I know that I'll be putting these titles on my to read (and to buy) list.
A charming novel from the 1930s that revels in young innocence prior to the First World War and celebrates the fantasies of childhood.
Told through letters and charmingly illustrated by the author, this novel is a hilarious, wry, but often very moving portrait of life in rural wartime Britain.
An endlessly surprising fairy tale from the 1930s, introducing an unforgettable heroine and a story that shows that anything is possible with a little imagination
The twists and turns of romance, misunderstanding and domestic life in Edwardian London entwine in this pin-sharp comedy by the woman Oscar Wilde called his 'Sphinx'
A magical 1950s tale of hopes and dreams that reveals the spirit of East End’s vibrant immigrant community and the charm of a little imagination
Mrs Tim of the Regiment
Ever observant, always witty and more than a little mischievous, the Mrs Tim diaries reveal a timeless tale of a young woman often out of her depth, but, always with an eye for the amusing side of life.
*I took the imagery and book description from the Bloomsbury website
Friday, February 12, 2010
I am so excited that the title of the third book in The Hunger Games trilogy yesterday, and I think the title of the third book is absolutely perfect-- Mockingjay. Since these books are the story of Katniss who herself has become the mockingjay--a symbol of hope and rebellion--I am excited to see how she will accept and respond to her symbol of hope.
I know the previous two covers have had the mockingjay on it, I don't like this cover as well. I really like the symbolism of it--the mockingjay breaking free and taking flight on a light blue background--I just don't like the execution of it.
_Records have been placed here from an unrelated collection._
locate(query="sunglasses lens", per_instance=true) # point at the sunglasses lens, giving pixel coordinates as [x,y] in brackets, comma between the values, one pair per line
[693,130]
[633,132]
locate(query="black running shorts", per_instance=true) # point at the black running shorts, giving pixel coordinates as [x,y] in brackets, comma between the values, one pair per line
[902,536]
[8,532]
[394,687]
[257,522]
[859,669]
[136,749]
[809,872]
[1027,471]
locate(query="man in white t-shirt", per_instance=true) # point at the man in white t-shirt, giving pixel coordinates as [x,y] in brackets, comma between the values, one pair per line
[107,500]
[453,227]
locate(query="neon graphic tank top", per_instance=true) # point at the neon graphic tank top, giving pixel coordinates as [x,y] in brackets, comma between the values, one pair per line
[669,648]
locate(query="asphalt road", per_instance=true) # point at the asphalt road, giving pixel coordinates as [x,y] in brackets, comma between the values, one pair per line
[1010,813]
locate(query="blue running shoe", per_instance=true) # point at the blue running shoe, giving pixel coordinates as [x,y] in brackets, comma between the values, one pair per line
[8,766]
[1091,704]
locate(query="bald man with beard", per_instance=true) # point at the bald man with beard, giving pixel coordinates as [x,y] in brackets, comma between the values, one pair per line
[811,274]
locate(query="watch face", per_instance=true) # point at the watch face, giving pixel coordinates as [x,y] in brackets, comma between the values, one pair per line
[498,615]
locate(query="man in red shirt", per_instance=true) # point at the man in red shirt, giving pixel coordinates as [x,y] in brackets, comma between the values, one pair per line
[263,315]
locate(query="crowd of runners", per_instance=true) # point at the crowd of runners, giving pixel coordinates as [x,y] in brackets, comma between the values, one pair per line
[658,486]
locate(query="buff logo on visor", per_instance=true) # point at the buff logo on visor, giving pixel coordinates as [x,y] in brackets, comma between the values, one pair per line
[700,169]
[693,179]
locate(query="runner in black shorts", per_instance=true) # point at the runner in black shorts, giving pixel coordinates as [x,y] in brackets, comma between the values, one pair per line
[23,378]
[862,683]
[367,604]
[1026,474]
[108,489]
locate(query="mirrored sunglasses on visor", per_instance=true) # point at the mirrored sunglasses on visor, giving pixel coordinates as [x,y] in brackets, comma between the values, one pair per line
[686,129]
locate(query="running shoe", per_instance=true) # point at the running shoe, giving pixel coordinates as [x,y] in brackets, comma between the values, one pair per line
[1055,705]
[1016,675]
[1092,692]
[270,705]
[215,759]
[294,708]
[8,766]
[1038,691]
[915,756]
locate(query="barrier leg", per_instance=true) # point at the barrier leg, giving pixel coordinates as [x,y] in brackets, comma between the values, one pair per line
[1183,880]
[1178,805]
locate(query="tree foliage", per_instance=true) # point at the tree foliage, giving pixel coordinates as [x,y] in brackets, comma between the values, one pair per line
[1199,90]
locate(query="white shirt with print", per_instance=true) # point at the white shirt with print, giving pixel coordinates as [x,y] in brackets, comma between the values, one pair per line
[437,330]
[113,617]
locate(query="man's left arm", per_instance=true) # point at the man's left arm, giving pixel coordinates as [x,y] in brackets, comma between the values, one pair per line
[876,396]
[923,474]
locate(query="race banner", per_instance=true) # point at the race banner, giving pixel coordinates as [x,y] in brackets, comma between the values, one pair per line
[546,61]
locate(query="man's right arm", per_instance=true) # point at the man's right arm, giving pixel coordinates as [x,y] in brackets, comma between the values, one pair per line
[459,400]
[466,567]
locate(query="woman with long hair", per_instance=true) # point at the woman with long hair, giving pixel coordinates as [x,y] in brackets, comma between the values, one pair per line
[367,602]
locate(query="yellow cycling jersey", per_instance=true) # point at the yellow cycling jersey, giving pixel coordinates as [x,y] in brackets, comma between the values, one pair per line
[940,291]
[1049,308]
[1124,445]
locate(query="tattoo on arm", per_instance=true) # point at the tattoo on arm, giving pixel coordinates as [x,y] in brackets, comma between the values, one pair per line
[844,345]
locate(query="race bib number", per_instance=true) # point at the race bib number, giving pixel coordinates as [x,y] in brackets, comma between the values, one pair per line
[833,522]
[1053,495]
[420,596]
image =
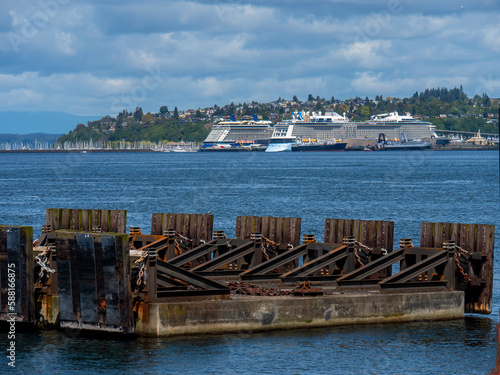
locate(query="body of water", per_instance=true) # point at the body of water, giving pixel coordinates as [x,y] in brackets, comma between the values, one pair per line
[405,187]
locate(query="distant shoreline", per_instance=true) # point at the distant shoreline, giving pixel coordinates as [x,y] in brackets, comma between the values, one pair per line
[446,148]
[65,151]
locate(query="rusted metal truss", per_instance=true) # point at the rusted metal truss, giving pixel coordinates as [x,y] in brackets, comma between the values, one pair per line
[165,280]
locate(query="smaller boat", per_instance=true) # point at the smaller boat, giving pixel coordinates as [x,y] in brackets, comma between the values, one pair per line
[403,144]
[179,149]
[282,139]
[319,146]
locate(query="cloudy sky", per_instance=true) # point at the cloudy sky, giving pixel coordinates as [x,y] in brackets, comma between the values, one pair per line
[96,57]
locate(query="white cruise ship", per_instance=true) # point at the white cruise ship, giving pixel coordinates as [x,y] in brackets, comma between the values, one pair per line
[234,133]
[320,127]
[393,125]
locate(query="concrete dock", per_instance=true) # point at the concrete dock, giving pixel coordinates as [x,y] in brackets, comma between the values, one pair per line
[253,314]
I don't like the drawing of the bird, I know as Katniss has grown as a character, so has the detail of the mockingjay. But this mockingjay illustration seems cartoonish. I also think this particular blue color is jarring when placed against the other two titles.
But despite a cover that doesn't grab me, I will be there on August 24th eagerly anticipating getting my copy before locking myself in my room to finally read how it all ends.
Check out this article for more Mockingjay news.
What do think about the cover? Do you like it? Hate it? Does it make you excited for its release?
Monday, February 8, 2010
Growing up I had a shelf that held those good old standbys. They were the books that no matter how many times you've read them they were still just as wonderful as the first time. They were the books that were read as a matter of habit, the books read when you needed comfort after a long day, or the books that allowed you to dream. Daddy Long-Legs by Jean Webster is one of those. I've read it so many times that it's now a very tattered book and it was one of the few books that came with me when I went away to college.
I love the story of Jershua "Judy" Abbott an orphan who writes letters to the rich benefactor who is paying her way through college. Because she knows nothing about him, she calls him Daddy Long-Legs. Her weekly letters to "Daddy Long-Legs" have it all--humor, sadness, happiness, and love. Her description into turn of the century college life is wonderful for it's innocence and the illustrations that dot the book are charming in their simplicity. If you've never read it I would highly recommend picking up a both this one and it's sequel Dear Enemy.
While I was kind of sad that they weren't making a movie of Daddy Long-Legs part of me was relived because of this trend in Hollywood has a tendency to ruin perfectly good books. And while I hate to see any decent book ruined when a movie of it's created, I can't stand it when they take some of my favorite books and turn it into a product I barely recognize. Daddy Long-Legs (Daddy Long-Legs, 1955), Rilla of Ingleside (Anne: The Continuing Story), My Friend Flicka (Flicka), and The Indian in the Cupboard (The Indian in the Cupboard) all came to mind as books that were ruined by the movie.
What other books has Hollywood ruined when they turned it into a movie? I would love to hear which movies I should avoid and which books I should read instead.